Prosecutors and judges involved in legal proceedings concerning the victimized Maruti Suzuki workers have stated repeatedly and bluntly that an example must be made of them so as to reassure investors.

In arguing for the 13 to be sentenced to death by hanging at their March 2017 sentence hearing, special prosecutor Anurag Hooda declared, “Our industrial growth has dipped, FDI [Foreign Direct Investment] has dried up. Prime Minister Narendra Modi is calling for ‘Make in India,’ but such incidents are a stain on our image.”

In rejecting the three workers’ bail application earlier this month, Judge Chaudhary similarly cited the “problems such unrest causes to the entire industry.”

Three days later, Indian media widely distributed a Reuters’ report expressing concern that “labour unrest is on the rise” in Gurgaon-Manesar and India’s other major auto manufacturing center, located in Oragadam-Sriperumbudur, southwest of Chennai, the capital and metropolis of the southern Indian state of Tamil Nadu.
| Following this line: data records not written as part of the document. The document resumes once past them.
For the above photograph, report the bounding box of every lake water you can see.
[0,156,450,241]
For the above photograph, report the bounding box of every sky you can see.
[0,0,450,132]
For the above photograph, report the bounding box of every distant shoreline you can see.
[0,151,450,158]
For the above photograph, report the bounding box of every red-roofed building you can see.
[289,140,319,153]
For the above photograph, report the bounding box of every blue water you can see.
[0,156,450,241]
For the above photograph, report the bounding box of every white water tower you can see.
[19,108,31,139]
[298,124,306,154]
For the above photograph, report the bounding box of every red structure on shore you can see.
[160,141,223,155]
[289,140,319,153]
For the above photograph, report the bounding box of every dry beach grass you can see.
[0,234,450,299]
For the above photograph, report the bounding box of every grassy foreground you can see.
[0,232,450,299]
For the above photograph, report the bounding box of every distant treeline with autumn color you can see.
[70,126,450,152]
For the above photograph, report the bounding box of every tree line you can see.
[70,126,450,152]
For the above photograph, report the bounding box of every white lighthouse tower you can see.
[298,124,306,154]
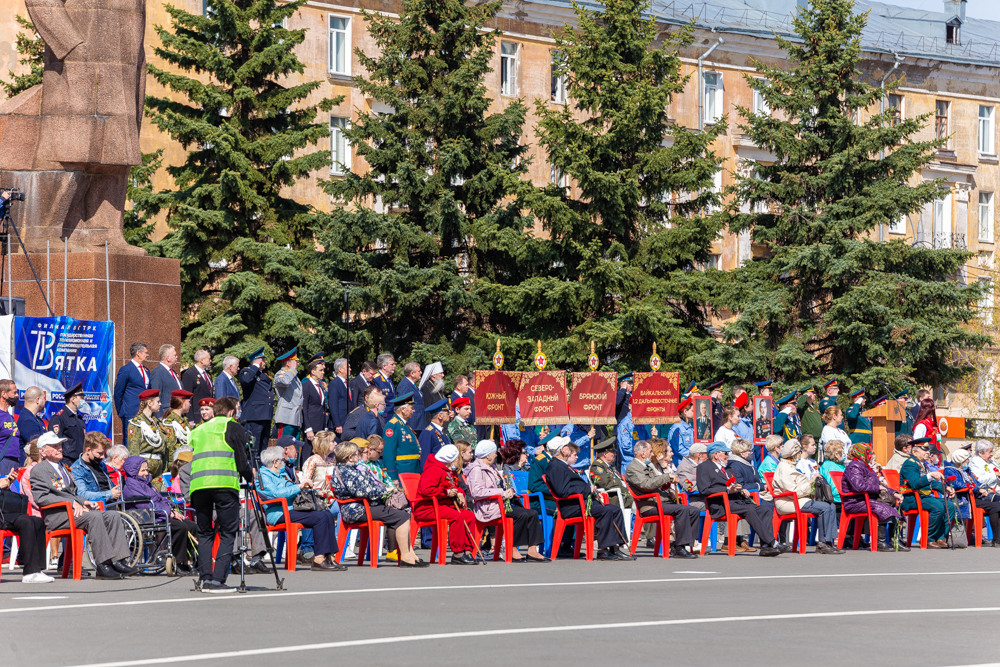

Currently thousands of workers are on strike at Yamaha India Motors, Royal Enfield, and Myoung Shin Automotive plants in Oragadam-Sriperumbudur for higher wages and to win recognition of newly-organized unions in the area, known as the “Detroit” of India or Asia.

Like the Maruti Suzuki workers, the Tamil Nadu autoworkers are facing a joint assault by the companies, the police, courts and government. At the companies’ behest, and with the courts’ sanction, police have broken up worker occupations and protests and are preventing them from picketing the strike-bound plants.

Among workers in the Gurgaon-Manesar industrial belt there is widespread recognition that the Maruti Suzuki workers are class-war prisoners, and great sympathy for them and the 2,400 workers the company purged from its workforce.

But the Stalinist-led unions, the CITU and AITUC, and the respective parties with which they are affiliated—the Communist Party of India (Marxist) and the Communist Party of India or CPI— have systematically isolated the victimized Maruti Suzuki workers and now treat them like the Brahmins did the pariahs.

For weeks the Stalinist press did not even report on the convictions and life sentences meted out to the 13. The CITU is ostensibly leading the current strikes in Tamil Nadu, but as WSWS reporters have discovered by speaking to the strikers, the Stalinist union officials have left them utterly ignorant of the frame-up of the Maruti Suzuki workers, let alone sought to explain to them what it demonstrates about class relations in India and the role of the courts, police and the political establishment.

As the WSWS has previously explained, “The Stalinists fear the militant example of the Maruti Suzuki workers. Above all they recognize that any campaign to mobilize the working class in their defence would cut across their attempts to forge a political alliance with the big business Congress Party for the 2019 national elections and to promote the courts and other state institutions as ‘democratic bulwarks’ against (India’s) Hindu supremacist BJP” government.

The refusal of the Stalinists and the other unions to lift a finger in defence of the Maruti Suzuki workers has emboldened the ruling elite. Haryana’s state government, now led by the BJP, has petitioned the courts to set aside their life sentences and order them to be hanged. It is also seeking the retrial of the 117 workers Judge Goyal was forced to declare exonerated, after they spent two-and-a-half years in jail.

Workers in India and around the world must come to the defence of the Maruti Suzuki workers. By challenging sweatshop exploitation, these heroic workers were striking a blow for workers not just in India, but around the world. Their defence is a vital first step in forging the international unity of the working class that is needed to fight global capital.